The chaplain of the school needs to be replaced. He seemingly wants woke friends instead of religious Catholics.
As a Catholic high school theology teacher, I would not be too hard on the students or the leadership. Most of the students who walked out were probably just ignorant. The leadership did well to bring in this speaker.
I’d suggest a way forward is to schedule a debate between two competent speakers on each side of the issue.
Kudos to the school for teaching the pro-life stance.
Shame on the students who walked out thus demonstrating they—the woke—cannot tolerate differing opinions. God save us from them. They, terrifyingly, are the future.
Sad commentary on the state of Catholic schools, but great comments except for the suggestions of “choice of activity” and debate. A wise spiritual director once amended my thinking, as he asserted there is no argument for abortion—there is no “pro” position that withstands the objective truth that induced abortion is always murder. How to help women in crisis pregnancies or what society can do to turn around faulty rationale are open to dialogue and debate. As for providing students the option of a corporeal work of mercy is rather than listen to this speaker still misses the larger objective: education. This is obviously sorely needed, as these students—by their demonstration—expressed their lack of a yi comprehensive understanding of abortion—not just as evil—but all of the realities of the procedures and aftermath—lifelong consequences. Yet, an option might have been individual library research that demonstrated a better grasp of those risks, spiritually, emotionally, and physically. Finally, that this walk out caused scandal—for whom? Jesus Christ experienced numerous walk always but still affirmed truth. At least we know who needs our prayers.
Why all this “tolerance” of people protesting on Church property, in support of murder. Please, stop this acceptance of things divisive, destructive, and evil. This is the Church we are talking about! Defend Her, Protect Her, Boldly make our Biblical stand. Expel these students. Closet smokers don’t get as much tolerance.
Abortion is certainly one of the great spiritual battles of our time, and the devil seems to be winning many to his side.
In Ephesians 6:12,St. Paul writes: “For we are not contending with flesh and blood, but against the principalities, against the powers, against the world rulers of this present darkness, against the spiritual hosts of wickedness in heavenly places.”
In John 8:42-47 Jesus said this to a group who opposed Him: 42 “If God were your Father, you would love me, for I have come here from God. I have not come on my own; God sent me. 43 Why is my language not clear to you? Because you are unable to hear what I say. 44 You belong to your father, the devil, and you want to carry out your father’s desires. He was a murderer from the beginning, not holding to the truth, for there is no truth in him. When he lies, he speaks his native language, for he is a liar and the father of lies. 45 Yet because I tell the truth, you do not believe me! 46 Can any of you prove me guilty of sin? If I am telling the truth, why don’t you believe me? 47 Whoever belongs to God hears what God says. The reason you do not hear is that you do not belong to God.”

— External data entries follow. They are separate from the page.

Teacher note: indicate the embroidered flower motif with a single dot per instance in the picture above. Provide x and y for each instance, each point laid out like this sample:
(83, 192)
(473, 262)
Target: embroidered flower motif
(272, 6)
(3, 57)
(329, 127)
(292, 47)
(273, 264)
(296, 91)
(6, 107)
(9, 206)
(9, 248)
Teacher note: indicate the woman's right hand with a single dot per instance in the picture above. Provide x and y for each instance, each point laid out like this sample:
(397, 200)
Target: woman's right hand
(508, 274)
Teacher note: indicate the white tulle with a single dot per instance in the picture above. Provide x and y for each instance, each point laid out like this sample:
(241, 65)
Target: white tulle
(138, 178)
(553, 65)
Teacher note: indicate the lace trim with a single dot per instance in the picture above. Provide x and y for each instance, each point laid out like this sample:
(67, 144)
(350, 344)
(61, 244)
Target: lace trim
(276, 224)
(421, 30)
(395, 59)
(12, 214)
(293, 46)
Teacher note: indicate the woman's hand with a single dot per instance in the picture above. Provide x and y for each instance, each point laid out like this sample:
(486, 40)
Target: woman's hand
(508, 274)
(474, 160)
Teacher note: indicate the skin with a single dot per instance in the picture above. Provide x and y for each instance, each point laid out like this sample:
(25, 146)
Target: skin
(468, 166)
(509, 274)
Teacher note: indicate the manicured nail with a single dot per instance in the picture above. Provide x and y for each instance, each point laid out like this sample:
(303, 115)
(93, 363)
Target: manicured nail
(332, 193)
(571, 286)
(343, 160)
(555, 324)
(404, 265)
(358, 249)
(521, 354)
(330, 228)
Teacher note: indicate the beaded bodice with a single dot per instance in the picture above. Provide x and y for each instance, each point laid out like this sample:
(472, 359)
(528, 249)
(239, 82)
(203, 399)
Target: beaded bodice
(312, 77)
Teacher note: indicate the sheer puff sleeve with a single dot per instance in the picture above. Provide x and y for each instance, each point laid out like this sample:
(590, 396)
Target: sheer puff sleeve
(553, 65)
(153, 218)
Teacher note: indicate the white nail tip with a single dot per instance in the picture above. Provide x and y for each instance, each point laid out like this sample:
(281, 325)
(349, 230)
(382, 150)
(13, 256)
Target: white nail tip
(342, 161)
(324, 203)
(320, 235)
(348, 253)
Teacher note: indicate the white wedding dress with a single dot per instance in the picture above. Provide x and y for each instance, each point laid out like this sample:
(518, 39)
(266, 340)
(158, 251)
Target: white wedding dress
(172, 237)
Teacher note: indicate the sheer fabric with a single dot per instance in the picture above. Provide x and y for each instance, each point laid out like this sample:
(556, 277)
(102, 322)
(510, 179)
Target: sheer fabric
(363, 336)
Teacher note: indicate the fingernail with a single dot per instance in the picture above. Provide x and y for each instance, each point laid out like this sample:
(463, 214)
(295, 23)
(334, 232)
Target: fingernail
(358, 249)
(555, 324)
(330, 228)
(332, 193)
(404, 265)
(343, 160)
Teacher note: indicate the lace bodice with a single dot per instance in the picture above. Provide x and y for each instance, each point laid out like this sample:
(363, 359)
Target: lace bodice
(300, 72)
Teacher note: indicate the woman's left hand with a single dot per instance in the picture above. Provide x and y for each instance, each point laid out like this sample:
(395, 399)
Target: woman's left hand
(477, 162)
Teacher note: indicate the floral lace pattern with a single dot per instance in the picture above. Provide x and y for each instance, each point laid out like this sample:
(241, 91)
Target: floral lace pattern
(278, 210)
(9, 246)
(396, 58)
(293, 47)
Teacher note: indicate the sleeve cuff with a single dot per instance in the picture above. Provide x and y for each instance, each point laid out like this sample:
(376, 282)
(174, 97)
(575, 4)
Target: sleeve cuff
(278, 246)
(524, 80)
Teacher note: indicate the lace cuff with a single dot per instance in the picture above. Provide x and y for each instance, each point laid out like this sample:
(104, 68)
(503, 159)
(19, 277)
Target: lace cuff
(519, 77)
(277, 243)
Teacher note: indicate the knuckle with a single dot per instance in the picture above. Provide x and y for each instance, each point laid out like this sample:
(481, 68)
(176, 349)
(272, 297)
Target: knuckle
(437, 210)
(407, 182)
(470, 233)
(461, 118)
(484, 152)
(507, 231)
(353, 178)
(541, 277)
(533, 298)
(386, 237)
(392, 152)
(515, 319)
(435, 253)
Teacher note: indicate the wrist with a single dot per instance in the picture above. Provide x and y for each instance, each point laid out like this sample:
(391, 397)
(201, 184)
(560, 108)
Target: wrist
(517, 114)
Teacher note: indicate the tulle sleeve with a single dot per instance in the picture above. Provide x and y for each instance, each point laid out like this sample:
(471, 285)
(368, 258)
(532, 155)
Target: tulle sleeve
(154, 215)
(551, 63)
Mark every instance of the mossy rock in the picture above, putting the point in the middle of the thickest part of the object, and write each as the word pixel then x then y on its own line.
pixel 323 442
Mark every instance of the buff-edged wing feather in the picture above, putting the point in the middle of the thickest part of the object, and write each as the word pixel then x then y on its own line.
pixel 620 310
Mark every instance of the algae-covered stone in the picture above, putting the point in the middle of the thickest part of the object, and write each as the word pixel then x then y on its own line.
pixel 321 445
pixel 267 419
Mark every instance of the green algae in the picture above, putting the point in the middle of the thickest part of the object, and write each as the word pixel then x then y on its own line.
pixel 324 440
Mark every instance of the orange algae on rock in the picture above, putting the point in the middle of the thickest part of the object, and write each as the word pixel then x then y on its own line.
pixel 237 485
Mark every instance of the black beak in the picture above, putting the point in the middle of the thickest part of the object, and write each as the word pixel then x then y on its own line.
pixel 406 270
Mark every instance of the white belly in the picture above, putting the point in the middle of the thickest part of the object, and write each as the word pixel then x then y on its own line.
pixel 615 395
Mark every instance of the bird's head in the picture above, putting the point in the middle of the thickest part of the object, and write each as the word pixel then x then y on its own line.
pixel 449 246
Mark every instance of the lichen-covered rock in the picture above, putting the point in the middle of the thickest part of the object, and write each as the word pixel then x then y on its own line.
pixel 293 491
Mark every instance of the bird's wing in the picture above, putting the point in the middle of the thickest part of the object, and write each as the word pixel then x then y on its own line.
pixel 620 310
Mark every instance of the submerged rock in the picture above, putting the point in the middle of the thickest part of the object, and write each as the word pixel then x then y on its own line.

And in St. Faustina’s Dairy (#1276) there is this:
“At eight o’clock, I was seized with such violent pains that I had to go to bed at once. I was convulsed with pain for three hours; that is, until eleven o’clock at night. At times, the pains that caused me to lose consciousness.
“Jesus had me realize that in this way, I took part in His Agony in the garden, and that He Himself allowed these sufferings in order to offer reparation to God for the souls murdered in the wombs of mothers.”
“If only I could save even one soul from murder by means of these sufferings!”